This thesis is concerned with the problem of creating three-dimensional terrain maps using a high-density, high rate LiDAR sensor mounted on a moving platform without the use of an external localization solution. In particular, the thesis is motivated by the problem of building terrain maps in open-pit mining environments from data produced by haul-truck mounted LiDAR sensors.
A foundation problem in map building from such data is the process of assembling together the point clouds generated by individual sensor scans into a common frame of reference. This falls into a broader class of well-studied problems called scan matching. Scan matching is most commonly solved by the Iterative Closet Point (ICP) method.
This thesis makes two contributions. The first contribution is a comparison of the different ICP variants for the candidate application. The literature is replete with different algorithms that can be used at different stages of the ICP process. A population of 20,736 ICP-variants drawn from methods proposed in the literature is compared. Whilst others have looked to compare different ICP-variants, this investigation is distinguished from these earlier works in three respects: i) its comprehensiveness; ii) the focus of its target application (the loosely structured terrain of open-cut mining); and iii) its emphasis on how accuracy, precision, and computational efficiency trade-off across different variants. The main finding of this investigation is that the geometry of the point cloud critically determines the quality of the scan match. Significantly, of the variants considered, none were found to simultaneous meet requirements on accuracy, precision, and efficiency, highlighting the need for better approaches.

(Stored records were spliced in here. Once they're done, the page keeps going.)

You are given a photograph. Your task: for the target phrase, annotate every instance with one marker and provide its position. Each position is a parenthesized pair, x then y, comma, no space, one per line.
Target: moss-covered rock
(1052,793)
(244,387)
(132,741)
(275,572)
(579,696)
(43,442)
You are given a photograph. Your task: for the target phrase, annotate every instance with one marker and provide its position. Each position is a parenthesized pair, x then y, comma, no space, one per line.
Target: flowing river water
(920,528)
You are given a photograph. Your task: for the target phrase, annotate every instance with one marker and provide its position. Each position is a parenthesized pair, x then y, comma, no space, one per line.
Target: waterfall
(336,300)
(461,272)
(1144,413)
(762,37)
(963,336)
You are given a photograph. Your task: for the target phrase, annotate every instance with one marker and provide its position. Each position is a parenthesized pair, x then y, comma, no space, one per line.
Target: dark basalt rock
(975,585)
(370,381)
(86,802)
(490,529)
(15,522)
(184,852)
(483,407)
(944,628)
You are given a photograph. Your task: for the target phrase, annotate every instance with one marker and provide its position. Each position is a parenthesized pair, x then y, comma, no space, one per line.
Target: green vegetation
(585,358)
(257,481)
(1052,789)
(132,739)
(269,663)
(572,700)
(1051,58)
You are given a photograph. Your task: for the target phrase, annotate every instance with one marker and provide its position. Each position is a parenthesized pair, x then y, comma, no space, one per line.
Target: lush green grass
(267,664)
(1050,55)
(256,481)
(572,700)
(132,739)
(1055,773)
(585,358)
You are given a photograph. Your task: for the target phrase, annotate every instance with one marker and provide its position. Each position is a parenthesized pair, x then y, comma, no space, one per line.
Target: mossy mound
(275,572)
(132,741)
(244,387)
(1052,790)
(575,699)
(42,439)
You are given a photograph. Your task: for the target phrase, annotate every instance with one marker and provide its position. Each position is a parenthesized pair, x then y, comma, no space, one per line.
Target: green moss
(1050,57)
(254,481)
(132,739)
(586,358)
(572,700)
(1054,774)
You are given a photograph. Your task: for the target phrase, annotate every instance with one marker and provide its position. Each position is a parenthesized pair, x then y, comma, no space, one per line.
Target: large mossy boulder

The second contribution comes in the form of progress towards improving on the performance of established methods. For this, the thesis introduces the concept of “eigentropy” to quantify the geometric disorder or geometric information for points of a cloud. Eigentropy is conceptually similar to entropy as it appears in thermodynamics and information theory. Three novel methods are introduced to improve the performance of ICP-based scan-matching for loosely structured terrain. These methods are termed the: eigentropy filter, matching by normal deviation and unilateral eigentropy rejection, and they are based on the geometrical information content at a point. The results associated with these methods improve the overall performance of the ICP algorithm and five accurate, precise, efficient, and robust ICP variants are identified from an expanded population of 73,728. These five variants all use the methods introduced in this thesis.